I am using python and scikit-learn to find the cosine similarity between two strings(specifically, names).The program is able to find the similarity score between two strings but, when strings are abbreviated, it shows some undesirable output.
e.g- String1 ="K KAPOOR",String2="L KAPOOR" The cosine similarity score of these strings is 1(maximum) while the two strings are entirely different names.Is there a way to modify it, in order to get some desired results.
My code is:
# -*- coding: utf-8 -*-
"""
Created on Wed Sep 9 14:40:21 2015
@author: gauge
"""
from sklearn.feature_extraction.text import TfidfVectorizer
from sklearn.metrics.pairwise import cosine_similarity
documents=("K KAPOOR","L KAPOOR")
tfidf_vectorizer=TfidfVectorizer()
tfidf_matrix=tfidf_vectorizer.fit_transform(documents)
#print tfidf_matrix.shape
cs=cosine_similarity(tfidf_matrix[0:1],tfidf_matrix)
print cs
As mentioned in the other answer, the cosine similarity is one because the two strings have the exact same representation.

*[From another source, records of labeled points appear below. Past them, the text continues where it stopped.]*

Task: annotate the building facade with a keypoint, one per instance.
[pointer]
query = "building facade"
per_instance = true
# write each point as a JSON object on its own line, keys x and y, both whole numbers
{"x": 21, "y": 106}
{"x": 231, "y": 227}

That means that this code:
tfidf_vectorizer=TfidfVectorizer()
tfidf_matrix=tfidf_vectorizer.fit_transform(documents)
produces, well:
print(tfidf_matrix.toarray())
[[ 1.]
[ 1.]]
This means that the two strings/documents (here the rows in the array) have the same representation.
That is because the TfidfVectorizer
tokenizes your document using word tokens, and keeps only words with at least 2 characters.
So you could do one of the following:
Use:
tfidf_vectorizer=TfidfVectorizer(analyzer="char")
to get character n-grams instead of word n-grams.
Change the token pattern so that it keeps one-letter tokens:
tfidf_vectorizer=TfidfVectorizer(token_pattern=u'(?u)\\b\w+\\b')
This is just a simple modification from the default pattern you can see in the documentation. Note that I had to escape the \b
occurrences in the regular expression as I was getting an 'empty vocabulary' error.
Hope this helps.